Evaluation of performance of the calibration model transfer
After the map scanning spectra of the slave spectrometer were corrected, the spectrum at each pixel was brought into the quantitative determination model to predict the photosynthetic pigment concentration at that pixel. Then the photosynthetic pigment concentration of the foliar pixels was averaged to represent the pigment concentration of the leaf. Furthermore the predicted average value of pigment concentration was compared with the actual value to evaluate the performance of this calibration model transfer, in detail, the R2 and RMSE were shown in Fig. s2. It can be found that the predicted value of the model for the foliar map scanning spectra is highly correlated with the actual value, which indicates that the pigment determination model based on the master instrument can predict the spectrum of the slave instrument after calibration model transfer. The imaging of foliar pigments results and the correlation analysis proved that the model transfer of the two spectrometers had achieved good results, and this method is feasible. Furthermore, the spectral calibration model constructed in the laboratory (master Raman spectrometer) can be used to measure the distribution of foliar pigment with portable instruments (slave) in the field through model transfer.

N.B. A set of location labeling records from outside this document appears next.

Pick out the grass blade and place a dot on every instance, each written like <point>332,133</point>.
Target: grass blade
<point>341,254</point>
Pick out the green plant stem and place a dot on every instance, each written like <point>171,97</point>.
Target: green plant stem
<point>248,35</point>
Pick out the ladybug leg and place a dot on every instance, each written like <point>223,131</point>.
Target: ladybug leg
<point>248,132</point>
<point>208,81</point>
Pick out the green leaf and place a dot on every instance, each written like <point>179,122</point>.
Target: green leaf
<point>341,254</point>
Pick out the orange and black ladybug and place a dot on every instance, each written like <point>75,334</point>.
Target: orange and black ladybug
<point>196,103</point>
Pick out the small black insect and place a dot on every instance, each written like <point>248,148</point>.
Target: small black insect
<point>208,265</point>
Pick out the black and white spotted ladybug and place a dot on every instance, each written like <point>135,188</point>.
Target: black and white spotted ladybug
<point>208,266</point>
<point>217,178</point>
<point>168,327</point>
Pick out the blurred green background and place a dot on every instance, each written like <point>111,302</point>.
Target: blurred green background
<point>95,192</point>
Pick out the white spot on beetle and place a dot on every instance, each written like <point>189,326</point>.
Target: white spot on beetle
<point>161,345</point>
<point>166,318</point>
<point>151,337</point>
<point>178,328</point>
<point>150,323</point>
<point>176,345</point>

It is worth noting that the values obtained for the master instrument correspond to point scanning, and only three spectra are taken from each leaf. Although the spatial resolution of the slave instrument is less than that of the master instrument, the slave spectra are obtained by surface scanning, with hundreds or thousands of spectral lines per leaf, so it more closely corresponds to the chlorophyll in the leaf. In addition, slave spectra become very similar to master spectra through data processing methods such as model transfer.

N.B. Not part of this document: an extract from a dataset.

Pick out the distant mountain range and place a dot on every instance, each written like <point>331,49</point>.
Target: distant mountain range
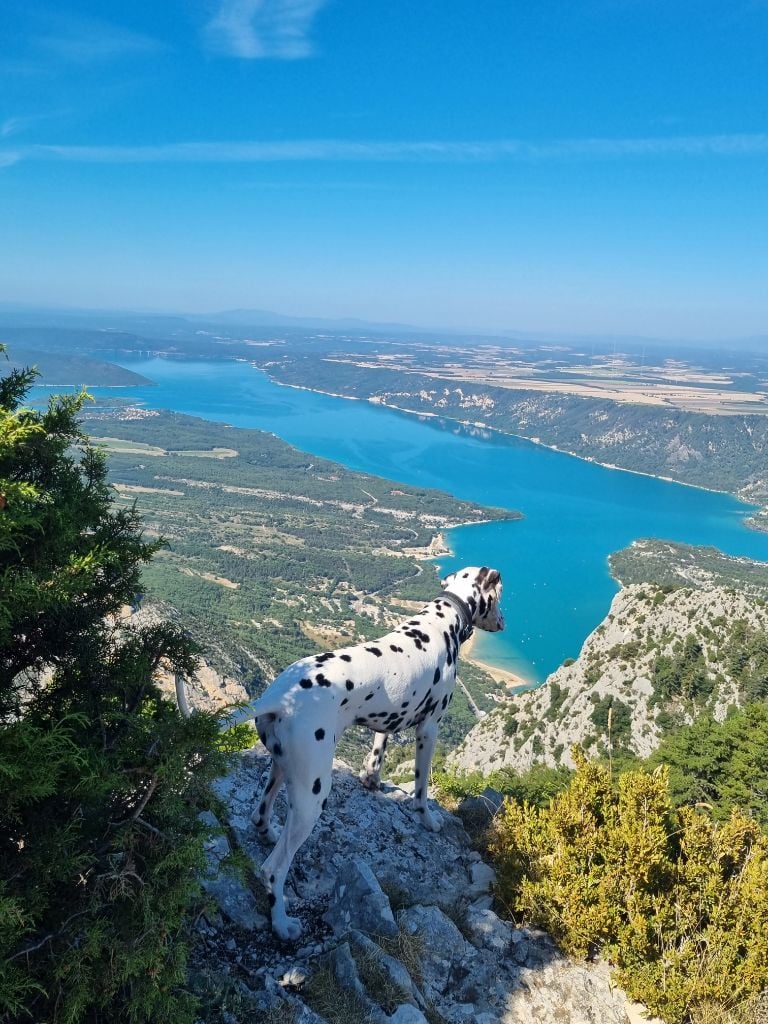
<point>168,325</point>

As for the DS spectral correction method, a subset of samples that represented the entire experimental dataset well was required to measure the difference in the response of spectra measured under different instruments. Also, too few or too many samples in the transfer set can lead to under or over fitting, this implies that the predictive power of the model has not improved in terms of precision. So, further investigation with more samples in the calibration set or exploring another way to optimize the parameters is necessary for reliable use of the proposed method. The better performance of the slave instrument compared to the master instrument in some of the models transferred is consistent with the previous literature [20, 25, 58].

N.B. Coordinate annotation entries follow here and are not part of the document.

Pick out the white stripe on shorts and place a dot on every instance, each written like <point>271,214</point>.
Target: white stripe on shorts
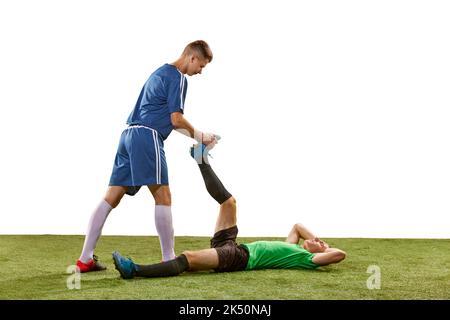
<point>158,158</point>
<point>157,150</point>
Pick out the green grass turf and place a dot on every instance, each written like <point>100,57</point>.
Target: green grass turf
<point>34,267</point>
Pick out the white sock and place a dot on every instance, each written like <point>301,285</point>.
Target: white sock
<point>95,227</point>
<point>163,222</point>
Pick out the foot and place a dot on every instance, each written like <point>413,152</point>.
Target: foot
<point>91,265</point>
<point>125,266</point>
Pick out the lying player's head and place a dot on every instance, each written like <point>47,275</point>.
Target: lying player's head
<point>315,245</point>
<point>197,55</point>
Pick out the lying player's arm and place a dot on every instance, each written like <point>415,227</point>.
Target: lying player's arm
<point>299,232</point>
<point>329,256</point>
<point>183,126</point>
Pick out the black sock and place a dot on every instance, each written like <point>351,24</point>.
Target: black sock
<point>164,269</point>
<point>213,184</point>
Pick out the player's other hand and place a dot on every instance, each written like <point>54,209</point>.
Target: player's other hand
<point>209,139</point>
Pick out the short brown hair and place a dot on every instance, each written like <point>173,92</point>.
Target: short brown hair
<point>200,47</point>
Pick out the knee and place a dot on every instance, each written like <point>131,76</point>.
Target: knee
<point>164,197</point>
<point>190,256</point>
<point>113,202</point>
<point>230,203</point>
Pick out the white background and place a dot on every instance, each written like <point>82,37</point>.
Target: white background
<point>333,113</point>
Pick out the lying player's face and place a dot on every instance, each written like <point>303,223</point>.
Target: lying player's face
<point>196,65</point>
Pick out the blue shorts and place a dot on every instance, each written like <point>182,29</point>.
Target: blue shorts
<point>140,160</point>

The mean and variance of the actual and predicted value of photosynthetic pigment in four leaves of the same leaf location were calculated, as shown in Fig. 6. As can be seen from the Fig. 6, the trend of the actual value of photosynthetic pigment increase firstly and then decrease, this is consistent with the finding of Vicente et al. . The concentration of pigments at the first leaf position is low due to poor photosynthesis. The level of photosynthetic pigments increases with an increase in leaf position (age) and growing leaves. The photosynthesis rate reaches the highest value when the leaves are mature (third leaf position), and then decreases substantially during senescence due to weakening in the ability of photosynthetic enzyme expression . The result show that the model established in this paper also has a prospect in the study of the leaf position and leaf age.